Obama Admin Intervenes in Sexual Orientation “Discrimination” Case

The Obama administration’s Justice Department (DoJ) has intervened directly in a civil suit launched by the ACLU on behalf of a homosexual teenager alleging his school discriminated against him based on his “sexual orientation.” Citing the Title IX amendment to the Civil Rights Act of 1964, the DoJ is arguing that the protections in the law against sex discrimination apply to “gender identity,” and therefore protect homosexuals.

The DoJ said it has “authority to intervene to seek relief from denials of equal protection if the matter is certified as a matter of general public importance.” NPR’s Ari Shapiro noted that the DoJ intervention has been welcomed by homosexualist activists, who “see it as a bold statement about the Obama administration’s priorities.”

Hayley Gorenberg of Lambda Legal told Main Justice: “There were before the Bush administration committees as well as individuals who had done significant work aimed towards the protection of LGBT people and their civil rights, and for years that has just laid fallow, and those efforts have been dormant.
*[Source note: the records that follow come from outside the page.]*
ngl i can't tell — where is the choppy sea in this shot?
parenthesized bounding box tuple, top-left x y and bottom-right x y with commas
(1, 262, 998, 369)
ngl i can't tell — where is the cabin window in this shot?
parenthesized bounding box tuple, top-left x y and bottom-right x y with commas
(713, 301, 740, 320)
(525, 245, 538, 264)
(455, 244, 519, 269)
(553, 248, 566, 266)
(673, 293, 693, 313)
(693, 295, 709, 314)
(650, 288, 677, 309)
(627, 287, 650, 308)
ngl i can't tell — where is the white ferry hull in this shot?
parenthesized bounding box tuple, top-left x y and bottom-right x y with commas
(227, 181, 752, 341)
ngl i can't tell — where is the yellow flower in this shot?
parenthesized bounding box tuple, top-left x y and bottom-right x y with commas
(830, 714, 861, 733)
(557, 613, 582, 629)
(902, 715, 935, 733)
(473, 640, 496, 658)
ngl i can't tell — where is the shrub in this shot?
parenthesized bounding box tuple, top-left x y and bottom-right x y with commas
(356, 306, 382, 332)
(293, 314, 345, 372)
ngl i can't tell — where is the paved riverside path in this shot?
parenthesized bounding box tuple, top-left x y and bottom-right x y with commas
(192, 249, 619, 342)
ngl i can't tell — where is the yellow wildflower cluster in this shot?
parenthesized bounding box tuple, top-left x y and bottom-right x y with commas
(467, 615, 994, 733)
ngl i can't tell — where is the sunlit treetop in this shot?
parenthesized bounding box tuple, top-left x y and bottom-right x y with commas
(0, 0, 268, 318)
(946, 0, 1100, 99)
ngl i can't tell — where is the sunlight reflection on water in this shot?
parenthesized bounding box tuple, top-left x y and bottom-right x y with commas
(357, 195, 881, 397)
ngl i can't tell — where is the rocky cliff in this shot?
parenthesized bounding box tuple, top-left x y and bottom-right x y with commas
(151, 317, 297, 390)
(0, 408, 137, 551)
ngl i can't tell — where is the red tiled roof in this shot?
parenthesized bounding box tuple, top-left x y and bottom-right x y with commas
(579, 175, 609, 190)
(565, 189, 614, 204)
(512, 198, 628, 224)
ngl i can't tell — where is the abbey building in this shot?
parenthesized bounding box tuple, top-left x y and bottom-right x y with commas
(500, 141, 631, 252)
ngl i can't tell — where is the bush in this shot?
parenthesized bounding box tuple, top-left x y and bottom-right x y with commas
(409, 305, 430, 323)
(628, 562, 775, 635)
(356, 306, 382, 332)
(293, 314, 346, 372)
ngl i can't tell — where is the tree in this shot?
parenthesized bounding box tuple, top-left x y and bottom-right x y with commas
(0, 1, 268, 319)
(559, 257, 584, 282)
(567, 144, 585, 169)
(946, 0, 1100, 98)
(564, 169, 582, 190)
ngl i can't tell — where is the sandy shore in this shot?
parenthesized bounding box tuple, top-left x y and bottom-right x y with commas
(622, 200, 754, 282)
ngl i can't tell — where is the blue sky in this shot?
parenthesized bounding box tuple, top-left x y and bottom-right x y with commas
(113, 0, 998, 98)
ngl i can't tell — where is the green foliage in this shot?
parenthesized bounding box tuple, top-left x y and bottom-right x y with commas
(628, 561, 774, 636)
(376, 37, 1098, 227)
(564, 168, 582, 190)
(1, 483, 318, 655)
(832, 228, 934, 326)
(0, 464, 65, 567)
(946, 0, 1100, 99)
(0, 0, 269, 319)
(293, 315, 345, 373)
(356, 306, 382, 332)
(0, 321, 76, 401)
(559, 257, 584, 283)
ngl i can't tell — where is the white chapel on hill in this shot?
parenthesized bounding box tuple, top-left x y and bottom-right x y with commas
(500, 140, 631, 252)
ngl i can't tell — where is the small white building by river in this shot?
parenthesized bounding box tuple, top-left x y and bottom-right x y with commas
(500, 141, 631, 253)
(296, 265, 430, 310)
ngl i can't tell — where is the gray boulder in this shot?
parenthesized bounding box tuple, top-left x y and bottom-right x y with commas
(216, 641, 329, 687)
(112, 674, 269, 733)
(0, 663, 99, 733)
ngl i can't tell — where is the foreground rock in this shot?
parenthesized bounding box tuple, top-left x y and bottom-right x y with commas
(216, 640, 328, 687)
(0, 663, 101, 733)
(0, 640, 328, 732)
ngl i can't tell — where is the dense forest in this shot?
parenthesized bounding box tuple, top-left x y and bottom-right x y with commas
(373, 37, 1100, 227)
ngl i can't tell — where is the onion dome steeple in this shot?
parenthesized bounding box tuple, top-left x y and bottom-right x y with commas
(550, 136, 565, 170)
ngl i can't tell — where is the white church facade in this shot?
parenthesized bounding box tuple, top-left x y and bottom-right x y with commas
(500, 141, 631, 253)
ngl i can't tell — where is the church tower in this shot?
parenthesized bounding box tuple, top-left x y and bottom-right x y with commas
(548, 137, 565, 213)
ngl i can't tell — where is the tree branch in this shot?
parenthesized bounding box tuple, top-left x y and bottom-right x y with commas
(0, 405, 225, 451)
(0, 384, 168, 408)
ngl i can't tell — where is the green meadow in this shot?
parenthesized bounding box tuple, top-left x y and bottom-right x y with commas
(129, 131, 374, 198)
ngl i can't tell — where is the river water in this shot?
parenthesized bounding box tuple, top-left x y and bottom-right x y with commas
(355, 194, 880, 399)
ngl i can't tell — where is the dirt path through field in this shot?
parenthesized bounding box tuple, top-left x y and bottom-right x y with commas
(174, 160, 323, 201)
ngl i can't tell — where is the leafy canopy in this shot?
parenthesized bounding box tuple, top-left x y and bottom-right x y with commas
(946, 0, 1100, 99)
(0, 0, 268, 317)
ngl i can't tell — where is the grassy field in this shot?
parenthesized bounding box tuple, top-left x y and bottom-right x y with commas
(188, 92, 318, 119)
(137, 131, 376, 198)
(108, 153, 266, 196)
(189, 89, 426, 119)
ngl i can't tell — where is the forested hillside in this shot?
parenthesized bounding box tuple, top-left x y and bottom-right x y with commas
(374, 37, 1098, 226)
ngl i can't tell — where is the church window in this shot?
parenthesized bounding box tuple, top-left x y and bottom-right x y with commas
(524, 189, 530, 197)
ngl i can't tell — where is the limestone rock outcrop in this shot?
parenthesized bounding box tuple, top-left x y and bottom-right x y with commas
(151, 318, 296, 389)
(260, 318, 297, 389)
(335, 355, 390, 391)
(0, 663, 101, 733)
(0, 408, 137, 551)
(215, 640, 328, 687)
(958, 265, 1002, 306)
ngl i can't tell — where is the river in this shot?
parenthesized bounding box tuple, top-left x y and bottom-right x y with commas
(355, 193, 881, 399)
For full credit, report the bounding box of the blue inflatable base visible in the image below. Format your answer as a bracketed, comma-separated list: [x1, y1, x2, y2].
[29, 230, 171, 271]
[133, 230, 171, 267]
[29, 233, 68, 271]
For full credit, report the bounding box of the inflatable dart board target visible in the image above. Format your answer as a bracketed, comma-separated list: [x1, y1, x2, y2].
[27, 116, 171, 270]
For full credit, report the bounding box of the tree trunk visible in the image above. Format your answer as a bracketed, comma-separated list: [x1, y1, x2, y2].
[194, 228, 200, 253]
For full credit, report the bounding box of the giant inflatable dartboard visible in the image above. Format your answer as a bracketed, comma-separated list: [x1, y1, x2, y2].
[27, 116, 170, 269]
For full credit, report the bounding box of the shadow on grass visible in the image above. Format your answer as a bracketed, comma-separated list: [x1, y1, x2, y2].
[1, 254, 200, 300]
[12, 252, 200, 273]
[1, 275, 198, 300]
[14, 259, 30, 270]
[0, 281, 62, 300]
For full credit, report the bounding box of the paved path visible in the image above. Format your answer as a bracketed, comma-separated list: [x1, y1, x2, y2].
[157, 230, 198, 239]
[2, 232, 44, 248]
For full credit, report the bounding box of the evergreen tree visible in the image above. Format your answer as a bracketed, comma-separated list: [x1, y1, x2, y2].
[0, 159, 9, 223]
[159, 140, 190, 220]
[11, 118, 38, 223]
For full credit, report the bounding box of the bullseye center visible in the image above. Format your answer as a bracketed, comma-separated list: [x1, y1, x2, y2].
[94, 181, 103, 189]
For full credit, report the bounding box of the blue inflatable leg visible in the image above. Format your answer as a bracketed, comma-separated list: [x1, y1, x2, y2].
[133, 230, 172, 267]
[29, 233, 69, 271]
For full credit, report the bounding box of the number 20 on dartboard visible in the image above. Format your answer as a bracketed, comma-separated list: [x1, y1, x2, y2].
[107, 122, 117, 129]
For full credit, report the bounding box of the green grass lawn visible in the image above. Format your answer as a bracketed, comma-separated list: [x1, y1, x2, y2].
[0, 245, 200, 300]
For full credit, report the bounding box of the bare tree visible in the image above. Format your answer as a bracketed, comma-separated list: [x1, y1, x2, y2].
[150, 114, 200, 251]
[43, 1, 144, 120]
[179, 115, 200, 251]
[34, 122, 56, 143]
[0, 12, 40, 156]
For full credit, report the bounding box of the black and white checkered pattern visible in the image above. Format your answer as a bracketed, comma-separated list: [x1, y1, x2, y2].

It is really exciting to see them come back to life, and this is an example.”

Title IX states, “No person in the United States shall, on the basis of sex, be excluded from participation in, be denied the benefits of, or be subjected to discrimination under any education program or activity receiving federal financial assistance.”

The case involves a homosexual high school student who alleges he was harassed by schoolmates for being “effeminate.” The fifteen year old, who is identified only as “Jacob,” with the help of the ACLU, is suing the Mohawk Central School District in upstate New York. The suit alleges that school officials “did not appropriately respond to relentless harassment, physical abuse and threats of violence” because of Jacob’s “sexual orientation.”

Donna Lieberman, executive director of the New York Civil Liberties Union, which filed the suit on Jacob’s behalf, welcomed the DoJ intervention calling it “a very significant development.”